O ministro Alexandre de Moraes, do Supremo Tribunal Federal (STF), decidiu converter a prisão preventiva de Maria de Fátima Mendonça Jacinto Souza, conhecida como 'Fátima de Tubarão', em prisão domiciliar. A ré foi condenada por seu envolvimento nos atos de 8 de janeiro de 2023, quando as sedes dos Três Poderes foram invadidas e depredadas.

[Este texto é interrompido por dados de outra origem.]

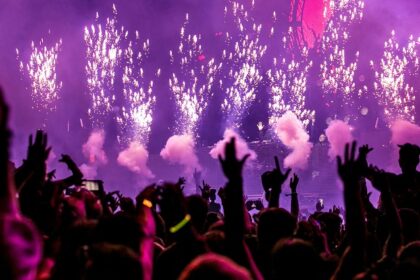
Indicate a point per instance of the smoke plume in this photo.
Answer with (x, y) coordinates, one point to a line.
(292, 134)
(405, 132)
(134, 158)
(241, 146)
(180, 149)
(338, 134)
(93, 150)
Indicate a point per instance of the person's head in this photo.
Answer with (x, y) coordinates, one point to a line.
(212, 195)
(295, 259)
(408, 262)
(211, 219)
(330, 224)
(121, 229)
(409, 157)
(127, 205)
(274, 224)
(20, 248)
(215, 240)
(410, 224)
(197, 208)
(212, 266)
(107, 261)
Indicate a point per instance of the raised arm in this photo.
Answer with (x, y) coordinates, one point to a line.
(272, 182)
(381, 182)
(8, 203)
(233, 204)
(294, 181)
(350, 172)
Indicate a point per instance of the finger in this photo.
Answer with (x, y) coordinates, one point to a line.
(45, 140)
(245, 158)
(276, 160)
(339, 162)
(353, 150)
(38, 138)
(231, 149)
(287, 173)
(47, 152)
(220, 159)
(346, 153)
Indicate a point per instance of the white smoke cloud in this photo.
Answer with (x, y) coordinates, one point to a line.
(180, 149)
(405, 132)
(89, 171)
(94, 152)
(292, 134)
(241, 146)
(93, 148)
(134, 158)
(338, 134)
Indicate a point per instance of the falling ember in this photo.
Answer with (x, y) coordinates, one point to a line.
(193, 82)
(337, 73)
(392, 86)
(242, 64)
(103, 54)
(41, 70)
(288, 81)
(136, 115)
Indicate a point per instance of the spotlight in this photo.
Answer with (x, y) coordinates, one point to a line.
(260, 126)
(364, 111)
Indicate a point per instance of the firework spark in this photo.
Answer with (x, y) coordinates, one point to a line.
(392, 79)
(42, 72)
(193, 84)
(288, 82)
(242, 64)
(337, 73)
(137, 115)
(103, 54)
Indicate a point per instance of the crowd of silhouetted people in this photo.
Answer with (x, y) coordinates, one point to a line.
(66, 229)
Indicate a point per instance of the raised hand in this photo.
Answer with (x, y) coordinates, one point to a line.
(294, 181)
(231, 165)
(7, 191)
(364, 150)
(197, 177)
(205, 190)
(350, 170)
(278, 176)
(38, 150)
(65, 159)
(181, 182)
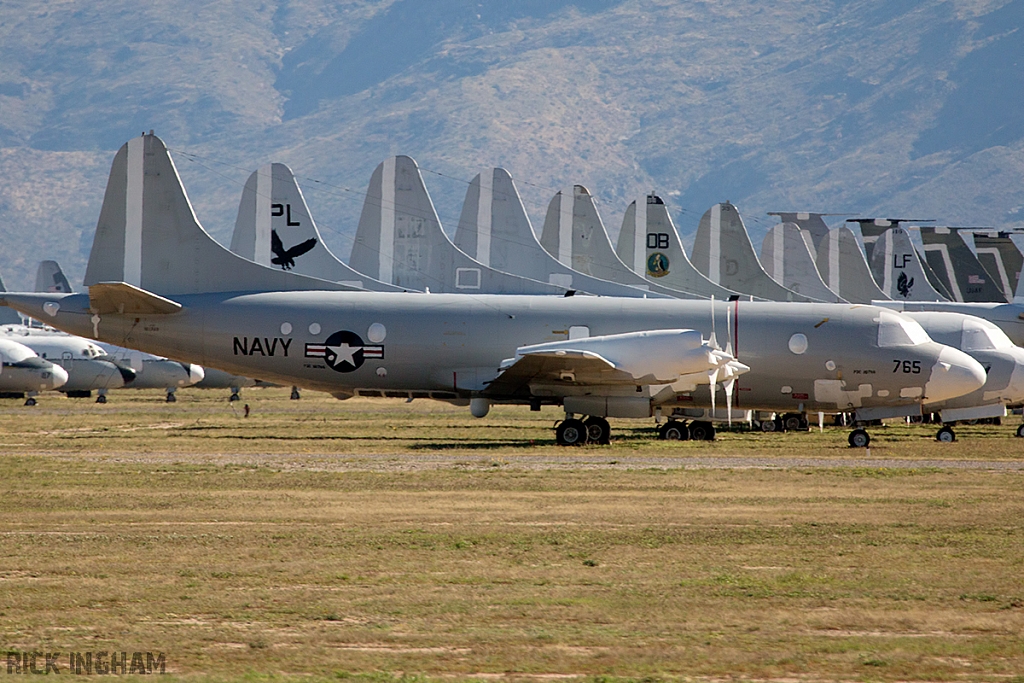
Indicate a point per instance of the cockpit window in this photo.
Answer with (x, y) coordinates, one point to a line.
(898, 331)
(979, 337)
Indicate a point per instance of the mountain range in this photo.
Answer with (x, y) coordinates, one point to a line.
(880, 109)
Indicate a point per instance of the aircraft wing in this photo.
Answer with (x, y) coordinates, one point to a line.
(567, 367)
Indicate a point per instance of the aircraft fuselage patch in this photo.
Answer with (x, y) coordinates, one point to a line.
(344, 351)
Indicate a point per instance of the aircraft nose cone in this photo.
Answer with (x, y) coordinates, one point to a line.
(954, 374)
(58, 377)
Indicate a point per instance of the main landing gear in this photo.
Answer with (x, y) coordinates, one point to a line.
(677, 430)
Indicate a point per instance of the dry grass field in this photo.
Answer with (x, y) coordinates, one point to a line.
(381, 541)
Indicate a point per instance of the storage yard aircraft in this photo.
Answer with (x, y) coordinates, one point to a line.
(160, 284)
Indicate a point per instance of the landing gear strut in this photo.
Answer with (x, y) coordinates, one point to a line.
(859, 438)
(570, 432)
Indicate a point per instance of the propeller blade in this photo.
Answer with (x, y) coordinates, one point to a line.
(728, 397)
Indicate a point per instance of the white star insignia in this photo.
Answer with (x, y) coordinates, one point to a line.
(344, 353)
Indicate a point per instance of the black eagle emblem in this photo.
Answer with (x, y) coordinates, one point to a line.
(286, 257)
(904, 285)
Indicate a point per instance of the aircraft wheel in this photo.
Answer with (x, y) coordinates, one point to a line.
(598, 430)
(570, 432)
(859, 438)
(701, 431)
(674, 430)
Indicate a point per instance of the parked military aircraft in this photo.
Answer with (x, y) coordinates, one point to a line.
(399, 241)
(273, 213)
(723, 252)
(787, 258)
(23, 372)
(489, 348)
(957, 267)
(649, 244)
(495, 229)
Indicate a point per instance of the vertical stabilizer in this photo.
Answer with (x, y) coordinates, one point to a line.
(495, 229)
(574, 233)
(275, 228)
(785, 254)
(812, 224)
(147, 235)
(957, 267)
(723, 252)
(897, 268)
(1000, 258)
(50, 278)
(399, 241)
(8, 315)
(649, 244)
(843, 268)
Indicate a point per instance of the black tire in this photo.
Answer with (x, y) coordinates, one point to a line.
(701, 431)
(673, 430)
(598, 430)
(570, 432)
(859, 439)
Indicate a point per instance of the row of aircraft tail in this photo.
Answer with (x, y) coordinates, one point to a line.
(400, 246)
(562, 316)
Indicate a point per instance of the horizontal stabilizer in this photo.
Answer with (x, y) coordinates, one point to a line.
(495, 229)
(723, 252)
(842, 266)
(957, 267)
(649, 244)
(785, 254)
(1001, 258)
(126, 299)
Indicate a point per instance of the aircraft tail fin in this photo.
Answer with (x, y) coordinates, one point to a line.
(1001, 258)
(8, 315)
(723, 252)
(399, 241)
(147, 235)
(495, 229)
(50, 278)
(649, 244)
(957, 267)
(785, 254)
(574, 233)
(898, 269)
(812, 224)
(275, 228)
(844, 269)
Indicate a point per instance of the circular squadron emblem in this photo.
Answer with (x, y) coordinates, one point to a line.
(657, 264)
(344, 351)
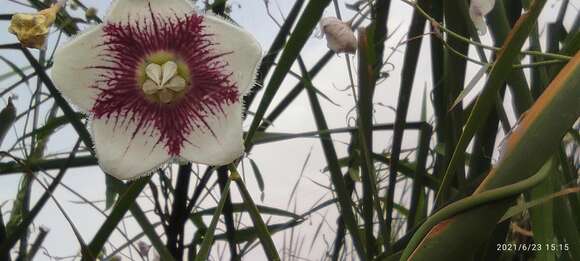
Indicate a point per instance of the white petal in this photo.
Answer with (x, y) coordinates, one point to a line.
(176, 84)
(247, 53)
(165, 96)
(153, 71)
(122, 9)
(122, 155)
(169, 70)
(71, 73)
(149, 87)
(227, 144)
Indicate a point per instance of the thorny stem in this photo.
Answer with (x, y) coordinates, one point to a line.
(179, 215)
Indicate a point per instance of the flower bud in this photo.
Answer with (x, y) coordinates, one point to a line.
(477, 10)
(339, 36)
(32, 29)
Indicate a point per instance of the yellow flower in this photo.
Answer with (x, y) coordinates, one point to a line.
(32, 29)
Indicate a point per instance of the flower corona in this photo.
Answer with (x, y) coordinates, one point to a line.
(160, 82)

Decisão judicial e medidas restritivas

A decisão foi tomada na última sexta-feira (24). O magistrado estabeleceu uma série de condições que a condenada deverá cumprir rigorosamente. Entre as medidas impostas estão:

  • Uso de tornozeleira eletrônica para monitoramento contínuo;
  • Suspensão do passaporte, com proibição de obter novo documento;
  • Proibição de se ausentar do país;
  • Proibição de utilizar redes sociais;
  • Proibição de manter contato com outros investigados ou condenados pelos mesmos fatos;
  • Restrição de visitas, permitidas apenas para familiares e advogados.

Moraes alertou que o descumprimento de qualquer uma dessas medidas poderá resultar na reconversão da prisão domiciliar em prisão em estabelecimento prisional.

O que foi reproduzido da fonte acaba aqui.